A palpable thrill over the precordium or
suprasternal notch indicates significant murmur. The RV impulse (left
lower sternal border) and LV (apical) impulse may indicate hypertrophy or
hypoplasia of that chamber.
Auscultation
Lungs
Rarely crackles are heard in pulmonary edema since breathing sounds in
children is bronchial in nature and not alveolar as heard in
adults. Therefore, even significant edema may not cause audible
pulmonary changes.
Heart
First heart sound (S1):
Closure of atrio-ventricular valves.
Second heart sound (S2):
A2: closure of aortic valve,
P2: closure of pulmonary valve
Single S2 = absent pulmonary or aortic component or delayed closure of
P2 superimposing A2
inaudible P2 due to TGA
Does the splitting of S2 vary with respiration?
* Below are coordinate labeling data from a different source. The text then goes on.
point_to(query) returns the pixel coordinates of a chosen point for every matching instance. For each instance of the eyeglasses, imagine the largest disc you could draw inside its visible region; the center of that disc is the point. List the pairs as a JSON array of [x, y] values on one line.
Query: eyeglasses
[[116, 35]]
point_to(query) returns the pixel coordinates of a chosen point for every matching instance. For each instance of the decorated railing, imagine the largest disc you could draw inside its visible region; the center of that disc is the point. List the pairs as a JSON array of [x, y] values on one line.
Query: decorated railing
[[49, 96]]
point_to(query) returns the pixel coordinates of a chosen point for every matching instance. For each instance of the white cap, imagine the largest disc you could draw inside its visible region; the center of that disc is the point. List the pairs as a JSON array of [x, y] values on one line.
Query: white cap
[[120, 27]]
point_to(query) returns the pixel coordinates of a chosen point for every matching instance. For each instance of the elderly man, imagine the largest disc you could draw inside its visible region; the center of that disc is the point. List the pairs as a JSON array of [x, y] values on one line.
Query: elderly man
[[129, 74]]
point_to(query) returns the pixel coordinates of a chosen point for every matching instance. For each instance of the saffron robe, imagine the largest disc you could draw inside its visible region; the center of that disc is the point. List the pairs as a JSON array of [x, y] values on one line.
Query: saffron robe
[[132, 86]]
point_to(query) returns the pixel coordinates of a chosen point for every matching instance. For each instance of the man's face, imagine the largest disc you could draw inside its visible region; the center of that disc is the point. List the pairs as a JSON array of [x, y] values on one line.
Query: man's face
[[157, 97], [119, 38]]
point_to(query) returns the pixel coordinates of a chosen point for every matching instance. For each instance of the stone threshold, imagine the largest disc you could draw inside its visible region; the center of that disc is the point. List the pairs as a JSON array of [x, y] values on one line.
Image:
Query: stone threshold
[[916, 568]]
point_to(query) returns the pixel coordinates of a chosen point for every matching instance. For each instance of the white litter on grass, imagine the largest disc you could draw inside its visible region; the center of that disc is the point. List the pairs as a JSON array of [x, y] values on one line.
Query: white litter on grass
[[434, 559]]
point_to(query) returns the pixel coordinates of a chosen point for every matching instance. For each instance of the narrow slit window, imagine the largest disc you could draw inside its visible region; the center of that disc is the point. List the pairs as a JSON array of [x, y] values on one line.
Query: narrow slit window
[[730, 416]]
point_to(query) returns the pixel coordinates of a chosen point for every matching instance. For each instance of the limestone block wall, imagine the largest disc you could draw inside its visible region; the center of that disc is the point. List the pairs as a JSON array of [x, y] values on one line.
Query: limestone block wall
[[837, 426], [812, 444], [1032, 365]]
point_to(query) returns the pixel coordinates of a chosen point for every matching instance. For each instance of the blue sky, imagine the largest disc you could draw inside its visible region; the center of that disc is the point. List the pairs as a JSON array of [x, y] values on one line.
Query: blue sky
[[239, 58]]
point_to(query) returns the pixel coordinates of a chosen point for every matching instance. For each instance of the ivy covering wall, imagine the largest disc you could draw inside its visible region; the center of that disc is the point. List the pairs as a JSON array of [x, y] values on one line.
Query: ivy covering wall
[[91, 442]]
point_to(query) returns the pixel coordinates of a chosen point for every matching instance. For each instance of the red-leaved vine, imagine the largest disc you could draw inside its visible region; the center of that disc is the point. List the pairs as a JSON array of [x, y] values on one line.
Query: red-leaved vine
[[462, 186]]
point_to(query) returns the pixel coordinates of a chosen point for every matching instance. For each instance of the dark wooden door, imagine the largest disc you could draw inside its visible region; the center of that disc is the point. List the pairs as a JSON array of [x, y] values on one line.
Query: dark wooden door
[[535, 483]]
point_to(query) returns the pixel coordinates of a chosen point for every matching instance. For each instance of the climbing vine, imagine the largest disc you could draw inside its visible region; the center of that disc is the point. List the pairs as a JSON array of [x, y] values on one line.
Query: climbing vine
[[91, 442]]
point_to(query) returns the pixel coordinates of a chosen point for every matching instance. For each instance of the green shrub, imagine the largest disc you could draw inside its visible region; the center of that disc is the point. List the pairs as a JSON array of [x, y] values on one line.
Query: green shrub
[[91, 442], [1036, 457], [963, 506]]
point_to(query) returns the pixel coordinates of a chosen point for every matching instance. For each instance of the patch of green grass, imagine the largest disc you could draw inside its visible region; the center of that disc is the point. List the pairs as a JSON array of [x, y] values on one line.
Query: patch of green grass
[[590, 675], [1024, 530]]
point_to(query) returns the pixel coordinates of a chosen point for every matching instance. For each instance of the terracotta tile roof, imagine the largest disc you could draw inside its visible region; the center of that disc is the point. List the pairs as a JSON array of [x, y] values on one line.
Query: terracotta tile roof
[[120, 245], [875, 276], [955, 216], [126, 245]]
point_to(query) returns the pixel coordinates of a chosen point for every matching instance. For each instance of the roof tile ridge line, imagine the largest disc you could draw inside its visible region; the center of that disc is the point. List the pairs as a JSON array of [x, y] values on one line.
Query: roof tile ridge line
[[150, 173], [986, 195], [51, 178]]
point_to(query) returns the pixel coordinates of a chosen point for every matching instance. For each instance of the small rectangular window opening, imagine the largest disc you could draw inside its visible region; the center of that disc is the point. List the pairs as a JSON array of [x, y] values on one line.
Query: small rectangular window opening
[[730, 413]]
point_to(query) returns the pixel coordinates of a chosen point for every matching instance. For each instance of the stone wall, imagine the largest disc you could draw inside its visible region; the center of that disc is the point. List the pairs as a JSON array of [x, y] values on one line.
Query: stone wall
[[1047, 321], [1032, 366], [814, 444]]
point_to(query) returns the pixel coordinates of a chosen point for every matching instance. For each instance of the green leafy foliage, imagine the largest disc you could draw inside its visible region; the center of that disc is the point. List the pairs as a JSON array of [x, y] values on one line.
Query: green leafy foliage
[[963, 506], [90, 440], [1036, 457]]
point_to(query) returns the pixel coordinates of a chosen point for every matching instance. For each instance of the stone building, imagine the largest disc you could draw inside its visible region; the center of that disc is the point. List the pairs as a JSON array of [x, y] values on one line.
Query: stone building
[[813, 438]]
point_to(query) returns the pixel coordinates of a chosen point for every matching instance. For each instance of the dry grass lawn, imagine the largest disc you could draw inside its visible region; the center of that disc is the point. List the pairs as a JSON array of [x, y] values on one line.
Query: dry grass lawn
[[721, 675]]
Added sounds: Gallop rhythm: S3, S4
Murmurs
Grade: 1-6, one being the softest and six being the loudest.
By definition grade four murmur is associated with a palpable thrill.
Systolic murmur:
Holosystolic murmur: indicate shunting of blood between two structures
in which the pressure in one structure is higher than
the other throughout systole, example:
Harsh: VSD
Soft: Atrio-ventricular valve regurgitation
Ejection systolic murmur: Increase in blood flow turbulence as systole progresses due to an increasing amount of
blood flow through a restricted orifice, examples:
Aortic stenosis
Pulmonary stenosis
Small VSD
Mid-systolic murmur:
Increase volume of blood flowing through normal valves
ASD
Anemia
Diastolic murmur:
Early diastolic murmur:
Regurgitant blood flow from aorta or pulmonary artery into the ventricles
Aortic insufficiency
Pulmonary insufficiency
Late diastolic murmur:
Austin Flint murmur
Aortic regurgitation blood flow causes vibration of left ventricular free wall
Systolic and diastolic murmur:
Pressure difference between two structures during systole and diastole.